25 January 2011

Population Density And Political Identity

The median Republican Congressional district now has a population density 11 times smaller than the median Democratic district[.]

From here.

Chart from here, which goes on to explain:

As shown in the chart above (in Log scale), there was a relatively strong positive correlation between density of congressional districts and the vote share of the Democratic candidate in the 2010 elections. Of densest quartile of districts with a race between a Democrat and a Republican — 105 of them, with a density of 1,935 people per square miles or more — the Democratic candidate won 89. Of the quartile of districts with the lowest densities — 98 people per square mile and below — Democratic candidates only won 23 races.

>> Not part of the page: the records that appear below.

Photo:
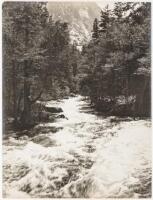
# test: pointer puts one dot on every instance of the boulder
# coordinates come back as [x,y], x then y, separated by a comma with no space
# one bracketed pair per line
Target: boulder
[61,116]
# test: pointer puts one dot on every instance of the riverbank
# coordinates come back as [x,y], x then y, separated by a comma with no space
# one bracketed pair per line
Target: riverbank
[87,156]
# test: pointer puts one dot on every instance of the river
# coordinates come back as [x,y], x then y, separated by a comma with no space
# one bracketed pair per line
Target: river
[89,156]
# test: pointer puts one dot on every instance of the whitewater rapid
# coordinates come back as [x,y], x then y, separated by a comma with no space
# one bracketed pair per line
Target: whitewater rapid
[89,156]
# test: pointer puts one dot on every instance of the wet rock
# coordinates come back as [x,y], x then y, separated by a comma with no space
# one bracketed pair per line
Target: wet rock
[62,116]
[53,109]
[44,129]
[72,95]
[43,140]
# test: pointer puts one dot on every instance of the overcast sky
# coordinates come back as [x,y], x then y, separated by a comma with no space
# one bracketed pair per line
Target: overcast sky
[102,4]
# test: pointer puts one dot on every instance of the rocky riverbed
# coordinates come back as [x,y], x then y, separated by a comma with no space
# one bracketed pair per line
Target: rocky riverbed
[79,155]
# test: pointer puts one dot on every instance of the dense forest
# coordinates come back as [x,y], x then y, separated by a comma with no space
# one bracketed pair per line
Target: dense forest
[41,63]
[116,63]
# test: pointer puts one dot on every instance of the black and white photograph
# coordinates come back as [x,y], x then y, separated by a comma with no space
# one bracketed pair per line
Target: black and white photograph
[76,99]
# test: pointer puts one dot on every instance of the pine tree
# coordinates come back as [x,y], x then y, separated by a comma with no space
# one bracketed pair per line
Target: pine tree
[95,33]
[104,19]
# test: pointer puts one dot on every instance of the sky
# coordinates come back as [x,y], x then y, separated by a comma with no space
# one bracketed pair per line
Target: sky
[102,4]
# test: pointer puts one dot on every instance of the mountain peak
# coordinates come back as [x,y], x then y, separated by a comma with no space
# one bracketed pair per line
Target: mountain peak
[79,16]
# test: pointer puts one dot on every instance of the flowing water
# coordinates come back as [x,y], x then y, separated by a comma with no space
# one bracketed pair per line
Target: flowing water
[88,156]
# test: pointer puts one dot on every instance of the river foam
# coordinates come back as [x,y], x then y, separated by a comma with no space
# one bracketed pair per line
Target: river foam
[89,157]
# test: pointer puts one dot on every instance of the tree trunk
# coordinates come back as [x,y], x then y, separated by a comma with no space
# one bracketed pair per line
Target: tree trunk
[26,119]
[14,82]
[140,97]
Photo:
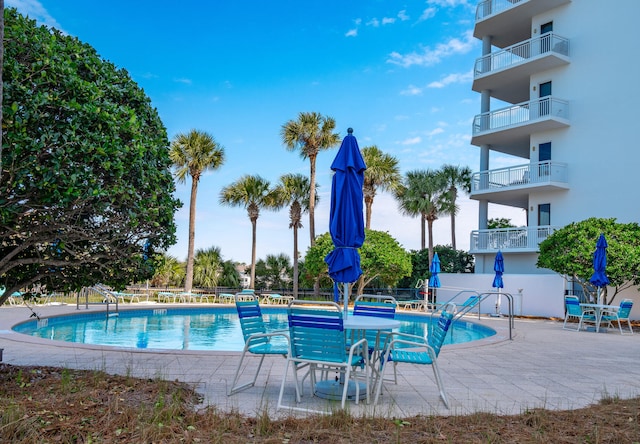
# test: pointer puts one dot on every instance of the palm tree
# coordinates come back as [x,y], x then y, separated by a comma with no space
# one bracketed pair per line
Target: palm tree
[312,133]
[423,194]
[382,174]
[252,193]
[293,190]
[274,271]
[192,154]
[455,176]
[168,271]
[207,267]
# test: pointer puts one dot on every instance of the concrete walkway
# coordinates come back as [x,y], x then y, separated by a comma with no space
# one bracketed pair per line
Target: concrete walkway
[543,366]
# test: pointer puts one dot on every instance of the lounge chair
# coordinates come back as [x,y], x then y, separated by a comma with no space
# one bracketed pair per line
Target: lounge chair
[619,315]
[256,341]
[317,337]
[414,349]
[575,311]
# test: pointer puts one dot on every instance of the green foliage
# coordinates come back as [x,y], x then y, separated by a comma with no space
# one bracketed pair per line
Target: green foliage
[499,222]
[451,261]
[569,251]
[381,258]
[85,188]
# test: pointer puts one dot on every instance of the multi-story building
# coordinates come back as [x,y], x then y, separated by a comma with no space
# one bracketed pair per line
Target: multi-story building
[559,90]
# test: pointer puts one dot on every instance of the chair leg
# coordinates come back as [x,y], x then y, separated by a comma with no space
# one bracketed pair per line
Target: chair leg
[235,389]
[436,373]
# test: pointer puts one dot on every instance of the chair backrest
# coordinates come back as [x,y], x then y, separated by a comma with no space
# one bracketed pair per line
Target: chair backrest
[572,304]
[251,321]
[376,306]
[439,331]
[625,309]
[317,332]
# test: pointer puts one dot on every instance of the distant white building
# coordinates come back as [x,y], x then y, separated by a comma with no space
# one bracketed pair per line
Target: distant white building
[558,81]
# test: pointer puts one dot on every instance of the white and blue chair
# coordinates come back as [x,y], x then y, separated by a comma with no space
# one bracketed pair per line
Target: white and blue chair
[412,349]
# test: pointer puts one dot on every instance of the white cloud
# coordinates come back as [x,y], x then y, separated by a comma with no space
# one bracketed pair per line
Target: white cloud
[35,10]
[412,141]
[452,78]
[435,132]
[429,56]
[449,3]
[411,90]
[427,14]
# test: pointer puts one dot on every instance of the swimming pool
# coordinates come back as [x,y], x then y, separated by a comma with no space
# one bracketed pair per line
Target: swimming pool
[211,328]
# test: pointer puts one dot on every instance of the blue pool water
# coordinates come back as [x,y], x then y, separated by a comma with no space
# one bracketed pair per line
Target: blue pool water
[194,328]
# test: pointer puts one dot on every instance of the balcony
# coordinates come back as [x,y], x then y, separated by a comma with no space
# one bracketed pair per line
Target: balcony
[521,240]
[511,186]
[507,130]
[507,72]
[509,21]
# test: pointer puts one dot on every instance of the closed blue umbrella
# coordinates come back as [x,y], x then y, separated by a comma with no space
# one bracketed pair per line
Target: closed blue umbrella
[434,279]
[346,222]
[599,277]
[498,267]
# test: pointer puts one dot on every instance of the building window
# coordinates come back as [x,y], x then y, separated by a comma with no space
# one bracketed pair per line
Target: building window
[544,214]
[544,155]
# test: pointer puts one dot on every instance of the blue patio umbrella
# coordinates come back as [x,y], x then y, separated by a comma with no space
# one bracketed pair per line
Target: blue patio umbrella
[498,267]
[599,277]
[346,222]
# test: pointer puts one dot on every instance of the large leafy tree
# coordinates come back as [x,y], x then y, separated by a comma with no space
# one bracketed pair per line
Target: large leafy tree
[293,190]
[381,258]
[311,133]
[252,193]
[192,154]
[569,251]
[207,267]
[455,178]
[382,174]
[423,194]
[169,271]
[274,272]
[86,187]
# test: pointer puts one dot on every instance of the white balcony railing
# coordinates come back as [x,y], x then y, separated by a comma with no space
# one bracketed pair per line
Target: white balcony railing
[488,7]
[521,113]
[524,239]
[521,52]
[536,173]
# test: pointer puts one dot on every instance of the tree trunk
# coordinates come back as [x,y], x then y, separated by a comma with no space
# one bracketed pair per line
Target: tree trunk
[295,261]
[253,254]
[188,279]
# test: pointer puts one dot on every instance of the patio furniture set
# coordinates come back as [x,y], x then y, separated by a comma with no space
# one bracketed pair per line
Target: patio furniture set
[322,342]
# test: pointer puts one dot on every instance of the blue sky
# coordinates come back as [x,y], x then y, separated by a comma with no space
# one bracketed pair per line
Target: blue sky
[399,73]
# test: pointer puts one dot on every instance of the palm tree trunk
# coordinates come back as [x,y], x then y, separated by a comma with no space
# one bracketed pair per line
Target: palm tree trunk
[312,200]
[367,203]
[423,243]
[453,231]
[295,262]
[188,279]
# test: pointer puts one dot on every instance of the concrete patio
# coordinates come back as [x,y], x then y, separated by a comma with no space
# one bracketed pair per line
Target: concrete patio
[543,366]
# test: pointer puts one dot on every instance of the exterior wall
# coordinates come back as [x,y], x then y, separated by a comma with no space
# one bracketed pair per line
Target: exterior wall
[599,146]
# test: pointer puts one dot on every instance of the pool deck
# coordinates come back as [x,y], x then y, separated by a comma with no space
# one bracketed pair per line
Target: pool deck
[543,366]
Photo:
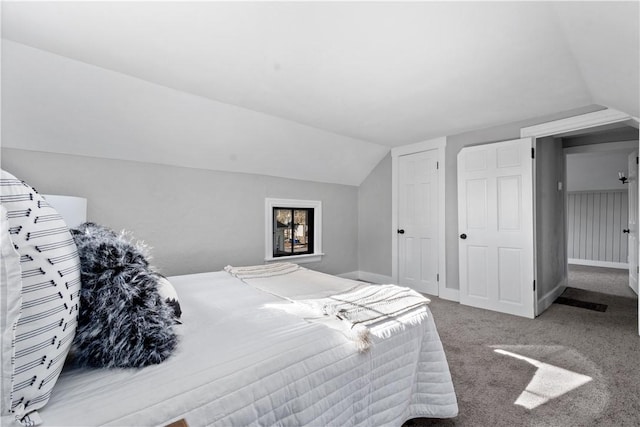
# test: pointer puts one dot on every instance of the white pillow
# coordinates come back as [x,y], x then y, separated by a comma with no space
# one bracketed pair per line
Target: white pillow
[49,285]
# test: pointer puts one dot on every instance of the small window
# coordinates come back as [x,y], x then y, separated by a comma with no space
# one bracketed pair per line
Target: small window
[293,230]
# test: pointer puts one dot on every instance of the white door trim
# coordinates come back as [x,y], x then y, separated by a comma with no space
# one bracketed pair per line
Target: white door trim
[584,121]
[438,144]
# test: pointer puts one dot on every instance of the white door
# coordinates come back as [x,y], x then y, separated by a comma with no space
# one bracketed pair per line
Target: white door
[495,227]
[418,221]
[632,229]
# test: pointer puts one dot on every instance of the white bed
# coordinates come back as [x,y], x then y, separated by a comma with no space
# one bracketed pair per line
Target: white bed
[242,362]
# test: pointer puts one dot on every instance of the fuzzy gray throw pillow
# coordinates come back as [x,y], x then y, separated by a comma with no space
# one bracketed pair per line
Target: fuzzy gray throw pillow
[123,320]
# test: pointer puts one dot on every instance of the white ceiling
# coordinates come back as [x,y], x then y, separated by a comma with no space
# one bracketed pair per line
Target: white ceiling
[386,73]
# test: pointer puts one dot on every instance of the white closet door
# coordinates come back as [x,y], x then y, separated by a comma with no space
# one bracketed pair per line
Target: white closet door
[632,227]
[495,225]
[418,221]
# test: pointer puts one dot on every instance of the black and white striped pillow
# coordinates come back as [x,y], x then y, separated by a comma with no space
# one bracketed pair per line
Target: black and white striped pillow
[50,286]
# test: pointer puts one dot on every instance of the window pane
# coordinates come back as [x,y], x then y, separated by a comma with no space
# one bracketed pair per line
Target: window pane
[301,231]
[282,226]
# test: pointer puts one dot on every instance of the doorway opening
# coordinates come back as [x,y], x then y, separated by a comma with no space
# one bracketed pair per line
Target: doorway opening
[600,209]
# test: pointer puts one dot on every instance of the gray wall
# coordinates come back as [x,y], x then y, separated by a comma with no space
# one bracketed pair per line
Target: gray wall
[550,220]
[454,144]
[375,254]
[195,220]
[374,220]
[595,223]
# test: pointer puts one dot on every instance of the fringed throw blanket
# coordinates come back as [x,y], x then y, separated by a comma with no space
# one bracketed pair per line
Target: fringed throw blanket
[355,308]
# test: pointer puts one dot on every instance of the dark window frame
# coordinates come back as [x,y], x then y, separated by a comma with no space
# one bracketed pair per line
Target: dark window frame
[291,228]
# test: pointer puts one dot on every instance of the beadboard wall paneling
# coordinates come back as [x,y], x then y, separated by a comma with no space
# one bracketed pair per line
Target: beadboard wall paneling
[595,220]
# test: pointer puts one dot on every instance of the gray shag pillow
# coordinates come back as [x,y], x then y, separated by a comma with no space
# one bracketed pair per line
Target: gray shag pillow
[123,320]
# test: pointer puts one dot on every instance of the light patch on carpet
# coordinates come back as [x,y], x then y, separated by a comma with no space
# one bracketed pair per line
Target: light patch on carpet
[549,382]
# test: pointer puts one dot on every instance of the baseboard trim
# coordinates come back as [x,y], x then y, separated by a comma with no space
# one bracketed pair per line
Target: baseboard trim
[368,277]
[449,294]
[594,263]
[548,299]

This is a pretty intense urban-rural divide. Shifts like those in Colorado which transferred rural Congressional Districts 3 and 4 from Blue Dog Democrats to Republicans no doubt made it more intense.

If you wanted to be more fine grained in your analysis, I also have no doubt that intraparty liberal-conservative divides would also show a meaningful connection to population density: moderate Republicans probably tend to be from more urban districts, while conservative Democrats probably tend to be from more rural districts.

I also suspect that further analysis would show that if you were took take more fine grained data, for example, census tracts, that average population density in a district would match the partisan split even more strongly. In other words, it is possible to have a large Congressional district in which most of the voters live in a densely populated central city or two, and a minority of voters live in outlying areas around the cities that house most of the people in the district. My expectation is that geographically large Congressional Districts in which most voters are crammed into central cities but there are large, barely populated outlying areas are more liberal than geographically large Congressional Districts with a steady low level of population densities (e.g. districts that have only small towns, rural areas and exurbs).

There is a credible argument that population density is indeed one of the prime drivers of partisan identity - that living in an urban area causes Democratic policies to make more sense, while living in a rural area causes Republican policies to make more sense.

One way to test that would be to look at changes in political ideology upon moving from an area that has high population density to one that has low population density and visa versa. If an individual's politics get more conservative when he or she moves to the country, and more liberal when he or she moves to the city, then the case for population density causing political identity would be supported (although one could also argue for neighborhood effects that are independent of population density in that scenario).

It is possible to argue for causes other than population density for this divide. For example, one could argue that it is farming, rather than population density that drives it. But, this would fail to explain why exurbanites are more conservative than outer ring suburbanites who in turn are more conservative than inner ring suburbanites who are in turn more conservative than central city residents, none of whom are involved in the farm economy. A population density explanation can also explain why cities like Columbus, Ohio, which have a large land area for their population, are more conservative politically than more densely populated cities like Denver.

One important caveat is that I am not at all sure that this relationship holds in all U.S. regions. In the South, partisan divides based on race and religion may swamp most population density effects, while in the North, I suspect that racial and religious divides merely reinforce the population density effects. There are many rural blacks in the South and few in the North.

1 comment:

Michael Malak said...

Or people's political ideals influence their choice of housing, rather than vice versa.